# Turnout Radius



## Schwalbach2280 (Dec 7, 2011)

Hi, I am fairly new to this site. I have searched around for awhile, have not posted until now. I am posting in attempt to get someone's help answering a question I have. What is the radius for different numbered turnouts? Is there a chart somewhere that I can get a link to? Or possibly a formula that is used? Any advice would be appreciated. Thanks


----------



## Brakeman Jake (Mar 8, 2009)

First,welcome to the forum.You'll indeed find here almost any info you may be interested in,simply post and someone sometimes many will respond.

Your question doesn't specify any brand of turnouts nor wich scale...more info from you will help.......


----------



## tjcruiser (Jan 10, 2010)

NMRA has detailed dimensions. Here's one for HO. Their Standards tables has other gauges, too ...

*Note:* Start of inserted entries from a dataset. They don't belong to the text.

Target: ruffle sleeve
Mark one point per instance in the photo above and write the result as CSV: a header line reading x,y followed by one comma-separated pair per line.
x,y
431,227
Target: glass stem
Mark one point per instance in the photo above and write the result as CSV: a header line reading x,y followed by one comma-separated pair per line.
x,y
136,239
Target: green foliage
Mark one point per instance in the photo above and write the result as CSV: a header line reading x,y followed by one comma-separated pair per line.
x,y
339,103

http://www.nmra.org/standards/sandrp/rp12_3.html

If you're working on a layout design, you should try out some track layout software. Two good options:

www.anyrail.com ... you can download a starter version for free

www.scarm.info ... freeware

Each has extensive libraries of track, turnout, etc. All different gauges, track mfrs, etc.


----------



## sstlaure (Oct 12, 2010)

The "number" of the turnout indicates the rate of diversion from the mainline and is a ratio of how far the diverging route goes compared to the mainline run.

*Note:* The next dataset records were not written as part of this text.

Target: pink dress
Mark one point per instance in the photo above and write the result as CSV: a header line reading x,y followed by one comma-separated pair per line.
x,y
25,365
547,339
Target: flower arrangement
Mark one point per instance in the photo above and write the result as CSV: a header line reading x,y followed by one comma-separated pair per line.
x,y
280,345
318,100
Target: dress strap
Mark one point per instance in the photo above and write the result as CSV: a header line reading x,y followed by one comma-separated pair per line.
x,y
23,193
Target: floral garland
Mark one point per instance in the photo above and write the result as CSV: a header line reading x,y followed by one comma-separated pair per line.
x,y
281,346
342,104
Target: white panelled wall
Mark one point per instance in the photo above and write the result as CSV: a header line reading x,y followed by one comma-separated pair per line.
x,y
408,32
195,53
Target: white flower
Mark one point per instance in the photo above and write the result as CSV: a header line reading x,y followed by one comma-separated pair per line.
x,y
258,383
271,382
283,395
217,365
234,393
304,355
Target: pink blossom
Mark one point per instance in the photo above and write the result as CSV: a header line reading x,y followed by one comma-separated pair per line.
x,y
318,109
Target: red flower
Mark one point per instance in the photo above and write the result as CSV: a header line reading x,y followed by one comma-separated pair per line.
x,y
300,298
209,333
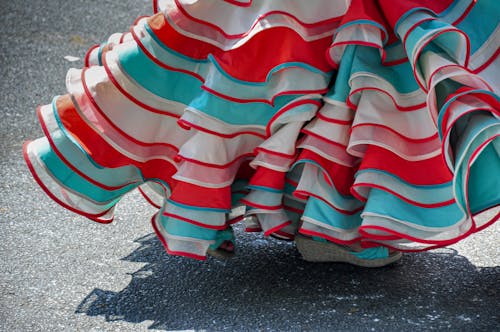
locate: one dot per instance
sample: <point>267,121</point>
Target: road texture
<point>60,272</point>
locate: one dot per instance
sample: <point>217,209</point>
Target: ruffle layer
<point>369,122</point>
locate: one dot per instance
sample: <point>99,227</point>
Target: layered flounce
<point>404,153</point>
<point>362,121</point>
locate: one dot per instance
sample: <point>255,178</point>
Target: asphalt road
<point>60,272</point>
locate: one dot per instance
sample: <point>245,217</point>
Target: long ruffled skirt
<point>352,121</point>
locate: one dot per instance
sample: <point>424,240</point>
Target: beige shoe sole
<point>315,251</point>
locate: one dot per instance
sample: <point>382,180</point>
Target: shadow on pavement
<point>267,286</point>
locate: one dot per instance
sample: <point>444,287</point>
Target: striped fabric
<point>351,121</point>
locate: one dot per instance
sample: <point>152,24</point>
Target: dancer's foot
<point>224,251</point>
<point>317,251</point>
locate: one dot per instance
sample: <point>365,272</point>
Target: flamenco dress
<point>363,122</point>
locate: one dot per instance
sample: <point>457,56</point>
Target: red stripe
<point>188,125</point>
<point>198,196</point>
<point>68,164</point>
<point>323,117</point>
<point>399,107</point>
<point>406,138</point>
<point>260,206</point>
<point>256,21</point>
<point>102,152</point>
<point>261,150</point>
<point>277,228</point>
<point>322,138</point>
<point>180,158</point>
<point>86,60</point>
<point>287,108</point>
<point>194,222</point>
<point>327,237</point>
<point>414,172</point>
<point>265,101</point>
<point>265,177</point>
<point>342,176</point>
<point>148,199</point>
<point>467,54</point>
<point>406,199</point>
<point>305,194</point>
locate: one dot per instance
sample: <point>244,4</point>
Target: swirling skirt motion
<point>366,121</point>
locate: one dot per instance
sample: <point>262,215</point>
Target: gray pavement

for example: a #4 turnout If you measure down the mainline 4", the diverging route should be 1" away from the centerline of the mainline. A ratio of 1:4.

As for the exact radius of each turnout - it varies by manufacturer.


----------



## Southern (Nov 17, 2008)

sstlaure said:


> The "number" of the turnout indicates the rate of diversion from the mainline and is a ratio of how far the diverging route goes compared to the mainline run.
> 
> for example: a #4 turnout If you measure down the mainline 4", the diverging route should be 1" away from the centerline of the mainline. A ratio of 1:4.
> 
> As for the exact radius of each turnout - it varies by manufacturer.


 
almost every time i get on this forum I learn something new. If I am not careful my head is going to explode.:laugh:


----------



## Schwalbach2280 (Dec 7, 2011)

Sorry for the lack of detail in my question. I am referring to HO scale. Thanks for your help with this question and the ones I am likely to have in the future!


----------